The controls are flawless, just watch somebody play and you might be tricked into thinking that it's beyond you, but everything comes so naturally that you'll find yourself pulling off shots you didn't even realise you were capable of, I don't know if it's the music, the design, or just how the guns feel, but something about ULTRAKILL just feels like second nature when you get to grips with it.

Speaking of, the music is absolutely brutal in the best ways, incorporating high intensity breakcore to really get your blood pumping and move with it.

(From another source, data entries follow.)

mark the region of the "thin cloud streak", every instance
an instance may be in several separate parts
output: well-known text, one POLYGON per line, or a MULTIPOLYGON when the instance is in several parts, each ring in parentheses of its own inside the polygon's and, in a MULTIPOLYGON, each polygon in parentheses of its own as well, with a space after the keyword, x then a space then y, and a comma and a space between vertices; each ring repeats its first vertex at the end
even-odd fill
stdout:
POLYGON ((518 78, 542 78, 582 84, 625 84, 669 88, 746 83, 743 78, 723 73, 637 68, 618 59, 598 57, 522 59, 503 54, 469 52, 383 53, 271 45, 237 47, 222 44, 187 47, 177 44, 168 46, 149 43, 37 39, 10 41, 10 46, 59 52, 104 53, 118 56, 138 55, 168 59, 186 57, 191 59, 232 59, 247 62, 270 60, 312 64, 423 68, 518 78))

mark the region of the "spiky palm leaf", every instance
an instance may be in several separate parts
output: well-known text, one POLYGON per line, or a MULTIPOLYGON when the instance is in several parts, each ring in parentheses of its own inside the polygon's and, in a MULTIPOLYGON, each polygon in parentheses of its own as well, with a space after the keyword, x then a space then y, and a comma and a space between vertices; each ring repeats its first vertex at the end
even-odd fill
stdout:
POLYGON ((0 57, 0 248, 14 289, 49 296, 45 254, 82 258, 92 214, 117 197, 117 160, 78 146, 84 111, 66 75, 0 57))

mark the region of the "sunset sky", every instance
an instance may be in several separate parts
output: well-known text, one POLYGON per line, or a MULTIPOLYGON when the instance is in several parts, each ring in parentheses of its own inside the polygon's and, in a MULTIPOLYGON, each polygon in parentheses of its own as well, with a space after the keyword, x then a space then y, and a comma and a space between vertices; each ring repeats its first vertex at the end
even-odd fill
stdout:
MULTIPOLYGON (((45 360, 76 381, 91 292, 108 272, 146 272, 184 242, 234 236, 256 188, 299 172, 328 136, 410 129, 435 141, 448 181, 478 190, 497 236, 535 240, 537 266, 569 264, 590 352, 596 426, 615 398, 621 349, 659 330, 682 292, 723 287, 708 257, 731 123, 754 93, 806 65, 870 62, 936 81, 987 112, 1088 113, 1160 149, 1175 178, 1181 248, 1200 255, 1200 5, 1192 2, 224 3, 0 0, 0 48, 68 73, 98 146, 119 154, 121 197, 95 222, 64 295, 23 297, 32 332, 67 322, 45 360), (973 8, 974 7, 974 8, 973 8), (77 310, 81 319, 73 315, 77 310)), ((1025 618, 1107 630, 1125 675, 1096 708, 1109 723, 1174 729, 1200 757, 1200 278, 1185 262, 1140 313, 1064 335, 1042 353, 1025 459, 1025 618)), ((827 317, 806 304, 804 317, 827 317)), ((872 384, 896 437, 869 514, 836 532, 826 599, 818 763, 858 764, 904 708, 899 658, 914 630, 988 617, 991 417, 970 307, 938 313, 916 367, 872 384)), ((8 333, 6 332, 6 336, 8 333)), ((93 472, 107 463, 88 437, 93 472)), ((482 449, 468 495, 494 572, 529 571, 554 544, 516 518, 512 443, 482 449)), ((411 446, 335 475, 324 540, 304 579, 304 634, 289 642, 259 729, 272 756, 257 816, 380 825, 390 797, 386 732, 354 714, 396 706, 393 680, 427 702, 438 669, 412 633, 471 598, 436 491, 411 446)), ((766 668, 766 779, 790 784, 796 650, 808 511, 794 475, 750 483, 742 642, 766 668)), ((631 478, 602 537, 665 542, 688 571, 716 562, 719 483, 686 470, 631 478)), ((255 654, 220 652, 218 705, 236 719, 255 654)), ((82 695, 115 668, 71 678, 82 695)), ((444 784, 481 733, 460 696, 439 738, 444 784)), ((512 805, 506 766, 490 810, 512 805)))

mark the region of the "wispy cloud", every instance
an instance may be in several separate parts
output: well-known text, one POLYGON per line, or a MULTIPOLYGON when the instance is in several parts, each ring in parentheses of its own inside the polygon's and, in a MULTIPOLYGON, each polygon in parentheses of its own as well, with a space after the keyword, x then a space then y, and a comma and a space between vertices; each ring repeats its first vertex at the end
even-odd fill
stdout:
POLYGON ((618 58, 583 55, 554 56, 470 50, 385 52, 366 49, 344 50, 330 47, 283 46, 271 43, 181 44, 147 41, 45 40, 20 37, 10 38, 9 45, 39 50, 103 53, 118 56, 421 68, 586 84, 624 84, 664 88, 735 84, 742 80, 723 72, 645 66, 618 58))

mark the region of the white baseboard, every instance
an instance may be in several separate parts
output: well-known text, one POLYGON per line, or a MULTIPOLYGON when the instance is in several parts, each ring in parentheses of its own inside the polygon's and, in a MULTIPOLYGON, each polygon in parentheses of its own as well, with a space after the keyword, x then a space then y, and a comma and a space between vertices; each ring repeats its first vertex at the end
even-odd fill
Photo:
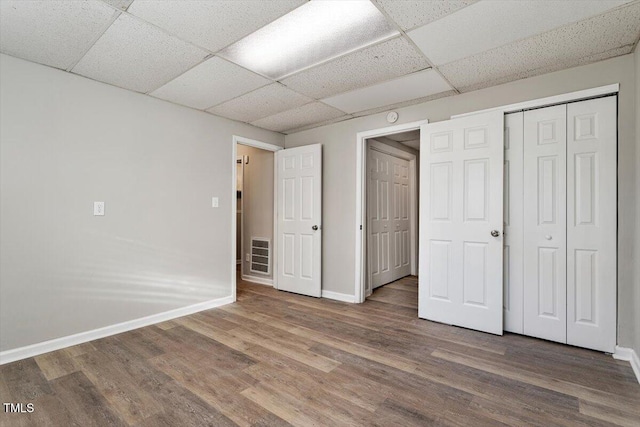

I have no critique on ULTRAKILL, I hope the rest of the content that comes to ULTRAKILL is more ULTRAKILL. Enjoy ULTRAKILL.

Disco Elysium is one of the best narrative games I have ever played.

It's a game that I struggle finding faults with, only minor ones that, in the grand scheme of things, really don't matter. It's movement is a little clunky, and the UI is difficult to navigate on console, minor gripes. The biggest issue I immediately had with it I quickly got over. I initially had an issue with the ending, and the resolution to the mystery, but it was when I realised that the result wasn't the important aspect, rather the intricate stories of everyone involved, I overcame my upset.

This game is fantastic, it's written excellently, the voice acting is superb, it's funny, it's dramatic, it's heartbreaking and it's intriguing. I can't really do much else aside sing it's praises and tell you how much I love Kim Kitsuragi. Play Disco Elysium.